Poverty map inference using machine learning and fine-grain online data in African countries

Author: Lisette Espín Noboa
János Kertész
Márton Karsai

Poverty maps—spatial representations of economic wealth—are essential tools for governments and NGOs to adequately allocate infrastructure and services in places in need. Traditionally, such maps are inferred from Census and survey data, which commonly provide outdated and low-resolution socioeconomic information, especially in developing countries.

Remotely sensed data combined with advanced machine learning methods provided a recent breakthrough in poverty map inference. However, these methods are not optimized to produce accountable results that guarantee accurate predictions to all sub-populations.

Here we propose three regression models that predict wealth from seven independent data sources such as Google, Facebook and OpenStreetMap. Our models correct for noisy, biased and sparse ground-truth data in Sierra Leone, a country characterized by extreme poverty.

- The first model is based on a convolutional neural network architecture (CNN) that learns to predict the wealth of places from daylight-satellite images.

- The second model is an XGBoost regressor (XGB) that learns to predict wealth from metadata features such as mobility and infrastructure.

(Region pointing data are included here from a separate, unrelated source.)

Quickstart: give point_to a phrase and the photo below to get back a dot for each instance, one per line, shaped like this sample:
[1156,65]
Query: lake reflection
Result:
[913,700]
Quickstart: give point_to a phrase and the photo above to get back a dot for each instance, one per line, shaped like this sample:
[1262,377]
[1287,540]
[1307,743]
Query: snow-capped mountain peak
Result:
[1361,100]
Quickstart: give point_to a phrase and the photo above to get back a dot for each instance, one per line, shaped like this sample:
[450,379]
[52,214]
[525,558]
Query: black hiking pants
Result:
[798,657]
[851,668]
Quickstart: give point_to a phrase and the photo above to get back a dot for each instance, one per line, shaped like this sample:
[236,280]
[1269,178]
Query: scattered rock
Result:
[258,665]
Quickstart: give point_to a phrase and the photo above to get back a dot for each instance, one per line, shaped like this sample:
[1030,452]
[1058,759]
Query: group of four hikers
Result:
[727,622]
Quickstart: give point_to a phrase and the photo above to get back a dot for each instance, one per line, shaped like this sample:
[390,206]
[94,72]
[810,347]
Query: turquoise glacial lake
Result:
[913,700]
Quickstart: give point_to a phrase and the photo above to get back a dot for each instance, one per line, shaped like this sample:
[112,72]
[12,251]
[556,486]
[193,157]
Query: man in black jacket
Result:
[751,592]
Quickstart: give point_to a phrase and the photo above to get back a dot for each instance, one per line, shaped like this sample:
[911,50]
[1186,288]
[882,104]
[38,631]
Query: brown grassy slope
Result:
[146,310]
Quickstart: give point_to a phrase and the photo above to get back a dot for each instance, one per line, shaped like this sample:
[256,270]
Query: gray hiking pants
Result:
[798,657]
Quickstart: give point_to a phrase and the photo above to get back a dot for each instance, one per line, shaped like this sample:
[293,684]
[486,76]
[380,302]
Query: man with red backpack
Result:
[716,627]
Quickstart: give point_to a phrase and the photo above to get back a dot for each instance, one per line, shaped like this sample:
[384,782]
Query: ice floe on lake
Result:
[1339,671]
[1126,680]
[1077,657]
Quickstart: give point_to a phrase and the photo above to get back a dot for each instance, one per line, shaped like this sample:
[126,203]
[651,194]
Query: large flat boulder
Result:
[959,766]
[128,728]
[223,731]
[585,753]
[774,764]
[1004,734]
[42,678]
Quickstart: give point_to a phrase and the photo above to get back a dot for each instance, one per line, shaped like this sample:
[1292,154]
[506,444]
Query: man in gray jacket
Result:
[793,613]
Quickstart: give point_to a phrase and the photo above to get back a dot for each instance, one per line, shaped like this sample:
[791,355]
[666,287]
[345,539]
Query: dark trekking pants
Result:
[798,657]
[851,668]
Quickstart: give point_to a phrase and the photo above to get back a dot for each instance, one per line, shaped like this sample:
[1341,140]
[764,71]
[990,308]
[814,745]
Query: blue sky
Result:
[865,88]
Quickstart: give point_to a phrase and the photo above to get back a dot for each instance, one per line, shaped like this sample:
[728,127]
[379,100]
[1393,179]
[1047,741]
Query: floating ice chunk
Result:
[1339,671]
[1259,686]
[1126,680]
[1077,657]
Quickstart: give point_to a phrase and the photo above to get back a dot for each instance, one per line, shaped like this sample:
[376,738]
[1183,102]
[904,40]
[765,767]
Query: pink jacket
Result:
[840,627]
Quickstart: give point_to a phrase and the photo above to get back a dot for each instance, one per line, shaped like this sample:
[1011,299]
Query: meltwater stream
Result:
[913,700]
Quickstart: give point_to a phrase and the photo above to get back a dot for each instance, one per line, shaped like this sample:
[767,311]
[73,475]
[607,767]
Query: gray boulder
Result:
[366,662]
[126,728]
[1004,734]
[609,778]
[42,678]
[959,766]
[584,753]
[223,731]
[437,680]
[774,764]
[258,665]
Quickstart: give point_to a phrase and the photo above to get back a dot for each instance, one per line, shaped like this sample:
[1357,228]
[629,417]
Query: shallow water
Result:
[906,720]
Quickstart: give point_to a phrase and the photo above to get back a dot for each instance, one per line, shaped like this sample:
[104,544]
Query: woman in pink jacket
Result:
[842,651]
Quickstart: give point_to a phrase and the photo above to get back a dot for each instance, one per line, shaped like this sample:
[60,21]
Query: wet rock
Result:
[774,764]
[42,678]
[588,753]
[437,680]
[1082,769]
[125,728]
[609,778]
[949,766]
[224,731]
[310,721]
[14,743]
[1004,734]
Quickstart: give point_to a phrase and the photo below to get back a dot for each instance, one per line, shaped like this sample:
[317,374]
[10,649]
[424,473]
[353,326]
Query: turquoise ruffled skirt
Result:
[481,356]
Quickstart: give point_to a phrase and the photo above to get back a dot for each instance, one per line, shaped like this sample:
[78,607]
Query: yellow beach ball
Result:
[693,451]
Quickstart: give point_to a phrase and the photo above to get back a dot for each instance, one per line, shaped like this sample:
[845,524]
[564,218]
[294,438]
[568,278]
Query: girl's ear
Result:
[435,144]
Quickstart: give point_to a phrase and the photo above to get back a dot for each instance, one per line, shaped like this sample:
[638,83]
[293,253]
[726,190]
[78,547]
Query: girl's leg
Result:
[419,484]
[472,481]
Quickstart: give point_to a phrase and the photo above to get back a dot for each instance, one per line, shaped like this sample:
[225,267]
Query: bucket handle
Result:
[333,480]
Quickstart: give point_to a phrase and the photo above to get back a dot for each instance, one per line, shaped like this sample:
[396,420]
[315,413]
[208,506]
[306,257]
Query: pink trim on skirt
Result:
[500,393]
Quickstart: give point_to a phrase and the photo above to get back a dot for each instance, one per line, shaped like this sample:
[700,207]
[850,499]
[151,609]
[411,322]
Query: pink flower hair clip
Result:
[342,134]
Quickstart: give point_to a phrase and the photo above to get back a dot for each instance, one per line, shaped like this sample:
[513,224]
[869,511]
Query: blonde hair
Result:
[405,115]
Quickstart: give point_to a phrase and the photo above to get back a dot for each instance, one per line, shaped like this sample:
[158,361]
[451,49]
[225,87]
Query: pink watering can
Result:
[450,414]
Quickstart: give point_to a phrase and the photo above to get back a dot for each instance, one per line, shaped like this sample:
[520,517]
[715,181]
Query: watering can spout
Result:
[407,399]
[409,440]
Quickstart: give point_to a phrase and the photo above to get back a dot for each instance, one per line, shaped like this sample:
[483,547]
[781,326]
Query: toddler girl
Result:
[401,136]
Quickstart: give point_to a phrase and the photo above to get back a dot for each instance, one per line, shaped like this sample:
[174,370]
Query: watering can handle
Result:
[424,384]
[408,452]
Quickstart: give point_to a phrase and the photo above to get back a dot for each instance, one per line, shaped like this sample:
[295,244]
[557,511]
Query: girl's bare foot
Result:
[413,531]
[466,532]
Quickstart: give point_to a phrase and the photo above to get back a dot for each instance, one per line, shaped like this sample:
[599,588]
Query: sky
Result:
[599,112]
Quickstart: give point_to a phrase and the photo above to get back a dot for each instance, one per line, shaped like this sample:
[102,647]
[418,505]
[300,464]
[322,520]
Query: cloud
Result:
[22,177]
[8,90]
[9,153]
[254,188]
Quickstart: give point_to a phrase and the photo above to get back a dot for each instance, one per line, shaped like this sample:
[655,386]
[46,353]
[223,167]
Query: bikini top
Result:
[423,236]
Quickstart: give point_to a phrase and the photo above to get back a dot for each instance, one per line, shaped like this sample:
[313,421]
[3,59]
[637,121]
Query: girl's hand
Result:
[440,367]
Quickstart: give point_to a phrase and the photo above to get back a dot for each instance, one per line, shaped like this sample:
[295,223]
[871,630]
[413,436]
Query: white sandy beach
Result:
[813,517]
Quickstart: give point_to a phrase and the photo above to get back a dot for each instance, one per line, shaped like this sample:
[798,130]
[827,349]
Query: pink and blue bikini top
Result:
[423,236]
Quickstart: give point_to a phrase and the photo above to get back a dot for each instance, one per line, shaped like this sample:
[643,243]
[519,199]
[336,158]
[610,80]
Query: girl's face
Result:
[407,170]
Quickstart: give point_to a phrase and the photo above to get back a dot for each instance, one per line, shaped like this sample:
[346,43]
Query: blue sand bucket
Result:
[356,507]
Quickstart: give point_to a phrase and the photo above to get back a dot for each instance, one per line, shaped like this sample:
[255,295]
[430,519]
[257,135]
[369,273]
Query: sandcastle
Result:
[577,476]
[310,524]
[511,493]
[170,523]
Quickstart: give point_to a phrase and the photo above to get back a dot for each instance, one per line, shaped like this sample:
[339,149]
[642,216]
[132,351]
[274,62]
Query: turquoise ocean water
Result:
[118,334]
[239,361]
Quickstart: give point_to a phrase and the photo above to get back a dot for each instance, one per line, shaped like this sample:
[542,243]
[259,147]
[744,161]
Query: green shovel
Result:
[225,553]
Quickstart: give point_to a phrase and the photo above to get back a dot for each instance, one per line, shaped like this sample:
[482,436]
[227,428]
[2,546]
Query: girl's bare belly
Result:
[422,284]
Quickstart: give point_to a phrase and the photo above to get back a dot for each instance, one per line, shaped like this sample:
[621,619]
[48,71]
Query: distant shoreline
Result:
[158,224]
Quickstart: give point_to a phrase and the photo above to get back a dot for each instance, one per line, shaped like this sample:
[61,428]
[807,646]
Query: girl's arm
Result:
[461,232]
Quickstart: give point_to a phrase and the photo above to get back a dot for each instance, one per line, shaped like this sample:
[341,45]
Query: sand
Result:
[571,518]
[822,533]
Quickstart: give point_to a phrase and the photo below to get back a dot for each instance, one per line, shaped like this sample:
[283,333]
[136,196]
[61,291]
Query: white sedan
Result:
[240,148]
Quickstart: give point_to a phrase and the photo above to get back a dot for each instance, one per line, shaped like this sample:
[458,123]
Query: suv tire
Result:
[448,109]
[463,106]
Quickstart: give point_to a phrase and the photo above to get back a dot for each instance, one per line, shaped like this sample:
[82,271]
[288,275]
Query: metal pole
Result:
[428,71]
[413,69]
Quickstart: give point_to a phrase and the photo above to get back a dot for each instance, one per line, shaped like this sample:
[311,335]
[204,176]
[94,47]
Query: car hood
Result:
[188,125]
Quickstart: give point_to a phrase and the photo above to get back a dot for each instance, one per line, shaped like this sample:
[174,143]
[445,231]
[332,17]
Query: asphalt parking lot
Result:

- The third and last model extends the second one by including a feature vector extracted from the third last layer of the CNN model (CNN+XGB).

Using our models, we found that mobility and population features are the best predictors of wealth. However, the model improves its predictive power when using all features at once. Our models explain more than 80% of the variation of wealth, which outperform previous approaches and help to make better decisions on feature selection and policy.